The choice should have been obvious. But I felt a level of discomfort interacting with the students at the more northern school that I simply didn't feel at the other. I admitted this to my parents two weeks before final decisions needed to be made. They said both that they'd known I found the other school a better fit, and that taking out some of the loans would be worth it. And I continue to believe that it was.

I ended up graduating with a reasonable amount of debt, but was able to manage it throughout the next two years of work. After that, however, I realized that I would need a master's degree in my field to get ahead. I had taken a few night classes, which was enough to convince me that my sanity required going back full-time. I'd managed to save up about $10K for living expenses. However, I was going to have to borrow ALL my tuition because the master's was not my field's terminal degree. And furthermore, I was going to have to borrow some more to cover the remainder of my rent. (I had my reasons for living alone.) I held my nose, swallowed, and signed the paperwork. And then deferred the rest of my loans. When I finished my degree, I was able to consolidate the bulk of my loans at under 3 percent.
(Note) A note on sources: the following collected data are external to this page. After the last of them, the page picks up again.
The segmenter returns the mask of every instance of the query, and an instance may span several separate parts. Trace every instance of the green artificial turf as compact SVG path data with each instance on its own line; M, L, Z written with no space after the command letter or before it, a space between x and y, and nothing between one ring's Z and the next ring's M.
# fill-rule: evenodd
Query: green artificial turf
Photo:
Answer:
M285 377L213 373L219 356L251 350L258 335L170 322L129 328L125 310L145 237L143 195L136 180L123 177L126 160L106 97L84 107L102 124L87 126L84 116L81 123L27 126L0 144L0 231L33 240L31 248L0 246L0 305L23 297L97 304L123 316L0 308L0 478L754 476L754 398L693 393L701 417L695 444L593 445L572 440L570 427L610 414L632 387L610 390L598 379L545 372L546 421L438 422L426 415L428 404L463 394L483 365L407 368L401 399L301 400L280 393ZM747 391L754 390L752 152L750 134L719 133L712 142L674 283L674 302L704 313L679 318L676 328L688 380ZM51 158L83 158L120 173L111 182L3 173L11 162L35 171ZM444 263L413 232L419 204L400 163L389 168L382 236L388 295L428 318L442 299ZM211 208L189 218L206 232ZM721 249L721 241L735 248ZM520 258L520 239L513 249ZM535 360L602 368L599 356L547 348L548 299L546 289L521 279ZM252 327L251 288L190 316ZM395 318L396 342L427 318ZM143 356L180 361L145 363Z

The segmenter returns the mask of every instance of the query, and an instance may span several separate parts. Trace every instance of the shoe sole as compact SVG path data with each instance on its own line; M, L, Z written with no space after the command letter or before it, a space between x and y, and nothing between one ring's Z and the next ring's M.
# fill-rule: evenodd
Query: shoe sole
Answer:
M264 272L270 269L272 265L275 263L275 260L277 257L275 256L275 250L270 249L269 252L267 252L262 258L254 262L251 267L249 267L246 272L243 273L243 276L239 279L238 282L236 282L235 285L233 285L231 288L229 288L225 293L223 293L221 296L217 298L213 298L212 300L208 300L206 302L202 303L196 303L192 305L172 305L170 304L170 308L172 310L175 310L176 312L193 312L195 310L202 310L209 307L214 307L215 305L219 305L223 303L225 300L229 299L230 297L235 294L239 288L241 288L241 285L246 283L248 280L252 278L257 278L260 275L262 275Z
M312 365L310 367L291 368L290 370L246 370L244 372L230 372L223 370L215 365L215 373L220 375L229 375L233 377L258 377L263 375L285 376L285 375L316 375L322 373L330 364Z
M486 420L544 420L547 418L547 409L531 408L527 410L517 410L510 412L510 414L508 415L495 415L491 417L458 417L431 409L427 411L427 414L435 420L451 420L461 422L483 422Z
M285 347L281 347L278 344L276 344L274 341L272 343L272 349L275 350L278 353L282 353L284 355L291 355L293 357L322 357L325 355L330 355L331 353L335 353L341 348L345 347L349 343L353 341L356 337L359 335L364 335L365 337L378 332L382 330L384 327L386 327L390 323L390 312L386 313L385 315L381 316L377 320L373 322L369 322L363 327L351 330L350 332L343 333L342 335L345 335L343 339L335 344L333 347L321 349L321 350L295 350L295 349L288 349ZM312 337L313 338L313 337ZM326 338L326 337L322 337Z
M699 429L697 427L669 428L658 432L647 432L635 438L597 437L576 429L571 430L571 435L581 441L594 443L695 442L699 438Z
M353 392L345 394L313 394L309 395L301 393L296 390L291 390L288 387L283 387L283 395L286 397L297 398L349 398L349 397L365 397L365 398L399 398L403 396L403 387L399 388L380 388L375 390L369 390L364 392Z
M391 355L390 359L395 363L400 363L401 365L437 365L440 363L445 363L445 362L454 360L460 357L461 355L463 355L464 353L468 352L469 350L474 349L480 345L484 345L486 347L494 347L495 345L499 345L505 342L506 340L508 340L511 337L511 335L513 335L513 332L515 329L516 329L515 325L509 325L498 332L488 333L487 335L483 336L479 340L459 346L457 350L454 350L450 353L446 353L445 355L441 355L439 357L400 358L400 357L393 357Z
Sadly, this was not the case for everything.

I finished my degree on time, but had to search for several months to find the job at which I currently work, which depleted the rest of my savings. (Since returning to the workforce, I've been able to reverse that somewhat.) Despite the long path to get there, I like my work, and my degree was a huge part of my getting it and getting the level of compensation that makes living in a not-so-cheap area worthwhile.

I continued to live on my own, which is a drain, but again, I have my reasons. I was managing three loans, including the variable fixed expenses one. But as interest rates kept rising, the private, variable one continued to require more payments with seemingly no dents in the principal. So when I refinanced into a non-student, but much cheaper loan the other week, it opened up new opportunities. And I plan to take advantage of them.

My goal is to eliminate $22K of debt within the next three years. Within ten years, I hope to be student-loan debt free.

I've made some good choice, some surprising but ultimately worthwhile choices, and some questionable ones that I wouldn't necessarily recommend. But, as they say, tomorrow is another day, and I feel much better about my financial tomorrow than I have in a long time.